Dance of Giants Starts Slowly

By Philip J. Gill

Someday, massively parallel hardware and very large databases may make beautiful music for large-scale data warehouse applications.

Just 18 months ago the idea of a commercial market for massively parallel processing (MPP) systems seemed imperiled. Once-promising start-up companies, including Thinking Machines Corp. and Kendall Square Research Corp., floundered in their attempts to bring MPP systems to market. And not just hardware was proving problematic. There was little if any software, including relational database management systems (RDBMSs), that could exploit the potential of MPP architectures.

Today, even though parallel versions of some popular RDBMSs are still in beta testing, the affinity of MPP systems for very large databases (VLDBs) is starting to show promise, particularly for large-scale data warehousing applications. In particular, some early adopters are having success in using such combinations for sales and marketing ventures. For instance, communications firm MCI Corp. has used its data warehouse as a focal point in shifting from product-driven to customer- or relationship-driven marketing. (For more, see the accompanying case study.)

This is not to say that these large systems are widespread. "The technologies are in their early days," says Nagraj Alur, a principal at DataBase Associates, a Morgan Hill, CA, database consulting firm, which recently completed the first comprehensive study of IBM SP/2 users. Now known as the RS/6000 SP, it is IBM's entry into the MPP market.

"This is still an immature area," agrees Herb Edelstein, president and cofounder of Two Crows Corp., a Potomac, MD, consulting firm that specializes in data warehousing and data mining technologies. Nevertheless, it seems likely that it will take something on the grand scale of MPP to manage and keep pace with the incessant growth of VLDBs. "It is one of those marriages made in heaven," says Alur.

Early Emergence

By definition, an MPP system can support from a few to a few hundred independent processors, each with its own memory and copy of the operating system. Analysts generally agree that a database of 100GB or more qualifies as a VLDB, though they are quick to add that few databases of that size exist today. "The number of these systems in use today is on the order of dozens, not hundreds," says Ken Rudin, a managing partner at Emergent Corp., a San Mateo, CA, database consulting firm that advises customers on implementing and maintaining large-scale data warehouse systems.

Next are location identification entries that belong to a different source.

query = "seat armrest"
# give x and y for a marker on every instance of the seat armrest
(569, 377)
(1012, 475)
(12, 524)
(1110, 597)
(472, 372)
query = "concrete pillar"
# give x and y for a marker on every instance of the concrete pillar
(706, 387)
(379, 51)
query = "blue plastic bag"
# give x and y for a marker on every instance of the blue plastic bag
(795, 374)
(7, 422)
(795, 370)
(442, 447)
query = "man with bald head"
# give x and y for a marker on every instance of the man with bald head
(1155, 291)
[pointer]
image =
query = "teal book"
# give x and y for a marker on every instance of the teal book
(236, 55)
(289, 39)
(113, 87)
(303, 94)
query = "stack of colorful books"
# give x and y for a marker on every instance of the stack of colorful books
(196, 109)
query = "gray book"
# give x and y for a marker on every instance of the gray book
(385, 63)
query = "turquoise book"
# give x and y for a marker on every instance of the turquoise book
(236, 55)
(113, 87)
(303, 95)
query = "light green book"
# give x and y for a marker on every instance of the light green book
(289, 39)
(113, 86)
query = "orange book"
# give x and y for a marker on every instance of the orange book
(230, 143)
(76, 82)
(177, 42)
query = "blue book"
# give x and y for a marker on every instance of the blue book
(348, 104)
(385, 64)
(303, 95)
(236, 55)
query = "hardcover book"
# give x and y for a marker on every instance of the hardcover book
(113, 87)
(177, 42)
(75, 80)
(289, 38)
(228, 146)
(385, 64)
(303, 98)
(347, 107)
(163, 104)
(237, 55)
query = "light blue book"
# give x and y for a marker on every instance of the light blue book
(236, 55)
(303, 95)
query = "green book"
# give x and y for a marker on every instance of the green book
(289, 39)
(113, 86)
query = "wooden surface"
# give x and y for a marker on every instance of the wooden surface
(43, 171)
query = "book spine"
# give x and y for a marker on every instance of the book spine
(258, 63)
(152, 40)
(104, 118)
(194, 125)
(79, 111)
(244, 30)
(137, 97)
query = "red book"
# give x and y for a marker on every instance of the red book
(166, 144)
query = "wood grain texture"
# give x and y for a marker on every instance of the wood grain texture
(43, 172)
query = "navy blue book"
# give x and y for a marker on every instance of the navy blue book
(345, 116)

Because the technologies are in their early stages, they present users with some unique challenges--including buying them. There are few DBMSs available for MPP systems. IBM has promised the DB2 Parallel Edition, while Informix has promised Informix-XPS. Neither database is in commercial release yet, though some early adopters, such as MCI, are using beta versions of the Informix system.

Oracle's Parallel Server, based on Oracle 7 release 2, has been available since last May, but it does not support partitioned disks, which analysts say is necessary for a truly parallel database. Also available is the Teradata parallel database software from NCR Corp. of Dayton, OH. However, it runs only on a proprietary Teradata computer or NCR's Unix-based 3700 MPP platform.

Not surprisingly, given the state of the technologies, managing these MPP platforms also can be difficult. "There are very few tools for managing these systems today," says Alur.

An Ongoing Argument

Software isn't the only issue. Despite the current linkage of MPP platforms to VLDB data warehouse applications, the issue of symmetric multiprocessing (SMP) systems versus MPP systems isn't finally settled. Although MPP took a clear lead in serving large-scale data warehouse systems about two years ago, SMP has begun to catch up in both scalability and quality.

Users shouldn't be fooled into thinking the larger the MPP system the better, says Edelstein. Two years ago, SMP systems topped out after eight to 12 CPUs, and more importantly they didn't offer nearly linear increase in performance with each additional new processor. Today, however, SMP systems have matured, and some support 30 or more processors. "SMP technology has improved," says Edelstein. "Today, they are more scalable, and the individual CPUs are better."

In addition, vendors have begun to cluster their SMP systems into large, loosely coupled configurations. Digital Equipment Corp.'s TruCluster software allows up to four 12-CPU SMP AlphaServers to function in a cluster of up to 48 CPUs. DEC has promised to raise that limit.

For some users, then, SMP may be the appropriate solution, says Edelstein. For others, however, even the best SMP system or SMP clusters won't do. "In some applications, they need to keep adding more and more and more data," he says. "So the need for MPP is there."

Knowing the difference is crucial, Edelstein adds. Determining which platform is best is not as simple as estimating the size of the database. "The kind of operations and the complexity of the information are probably more important," he says. "It will vary from application to application. In a retail data warehouse, there are typically fewer tables, but they are very large. In an insurance company, the data warehouse has many more tables, but they are smaller. So what pushes you to MPP in insurance is probably not the same as what pushes you to MPP in retail."

In short, according to Edelstein, four factors should determine the choice MPP or SMP: "the nature of the application, the complexity of the database, the size of the database and the number of users."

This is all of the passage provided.